Mis bromas pesadas acerca de mis propias desgracias les han enseñado a mis hijos que nada es demasiado importante como para dejarse vencer. Que la vida es lo que es y uno sigue. Porque uno sigue, siempre, hasta que se le acaba a uno el tiempo de esta vuelta en el jueguito. Quién sabe qué hay más allá. La canción es linda, el dolor pasa y nos queda la música.

No estoy de acuerdo

Las redes sociales no son la plataforma para discusiones serias. Menos aún para convencer gente. A lo más que llegan es a un muro de quejas que airear. Tal vez el boletín de información del barrio. Seguro un bazar permanente de oferta de cosas que quiero y no necesito. Pero no, nunca, el medio para presentar una idea con sutilezas.

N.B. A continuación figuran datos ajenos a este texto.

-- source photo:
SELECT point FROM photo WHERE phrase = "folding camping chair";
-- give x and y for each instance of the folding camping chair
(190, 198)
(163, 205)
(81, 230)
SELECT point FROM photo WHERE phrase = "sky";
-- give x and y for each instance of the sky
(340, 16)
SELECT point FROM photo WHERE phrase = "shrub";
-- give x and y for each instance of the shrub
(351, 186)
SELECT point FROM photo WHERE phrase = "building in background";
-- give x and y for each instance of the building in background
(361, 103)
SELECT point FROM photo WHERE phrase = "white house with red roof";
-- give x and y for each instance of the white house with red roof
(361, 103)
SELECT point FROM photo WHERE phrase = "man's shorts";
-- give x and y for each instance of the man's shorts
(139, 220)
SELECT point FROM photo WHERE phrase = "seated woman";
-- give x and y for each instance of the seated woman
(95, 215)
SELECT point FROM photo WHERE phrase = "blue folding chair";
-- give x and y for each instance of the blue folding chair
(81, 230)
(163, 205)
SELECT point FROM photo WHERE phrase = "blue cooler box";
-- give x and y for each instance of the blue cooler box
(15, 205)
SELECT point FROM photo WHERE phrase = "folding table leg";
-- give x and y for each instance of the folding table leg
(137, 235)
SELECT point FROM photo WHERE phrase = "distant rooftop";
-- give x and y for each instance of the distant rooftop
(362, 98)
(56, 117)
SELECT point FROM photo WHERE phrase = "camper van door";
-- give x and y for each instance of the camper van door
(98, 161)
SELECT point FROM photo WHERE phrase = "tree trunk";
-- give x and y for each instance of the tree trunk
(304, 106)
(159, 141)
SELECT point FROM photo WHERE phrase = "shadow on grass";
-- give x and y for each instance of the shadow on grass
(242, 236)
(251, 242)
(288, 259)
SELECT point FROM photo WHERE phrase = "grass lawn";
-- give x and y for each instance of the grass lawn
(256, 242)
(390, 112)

No estoy de acuerdo con muchas cosas que leo. Pero estoy consciente que hay varios factores de peso para que yo no dé mi opinión: puede ser sólo una muestra de un argumento más amplio, puedo no conocer lo suficiente del tema y, lo más importante, lo que yo opine tiene poca relevancia.

Hay una libertad diáfana en no tener que opinar de todo y no fijar mis posturas siempre. Se vuelve uno casi esclavo de hablar y de mostrar lo que uno piensa todo el tiempo. Mejor reservarme para cuando verdaderamente me parezca relevante. Y esperar la avalancha de opiniones en desacuerdo.

Una tarde más

Tengo un par de años (cinco, de hecho), de estar mutando. Supongo que esto tampoco es cierto, que cada día lo hago. Lo que pasa es que, como me miro/siento/pienso siempre, es complicado poner un hito en el cambio. Pero… hoy vi unas fotos de hace quince años, estoy segura que fueron las últimas que les tomaron a mis papás y la diferencia es enorme. En general, no me gusta ver ese álbum, mis papás, aunque no viejos de edad, están tan deteriorados que podrían ser unos ancianos.

Siempre digo que mi pecado capital favorito es la vanidad y que, gracias a ella, yo me despierto a las cuatro de la mañana a hacer ejercicio y tengo mucho tiempo de no comer postres como cosa habitual. No sé, puede que sea cierto hasta algún punto, pero la realidad estoy segura que es otra.

Hoy salimos a comer un helado con mis hijos y puedo moverme a su velocidad, cantar tan alto como ellos y reírme sin dolor.

Una tarde más. No sé cómo se amalgama todo esto en mi consciencia, pero estoy segura que no soy inmune al paso de las horas sobre mi cabeza. No le tengo miedo al tiempo, sólo a no poder esperarlo de pie.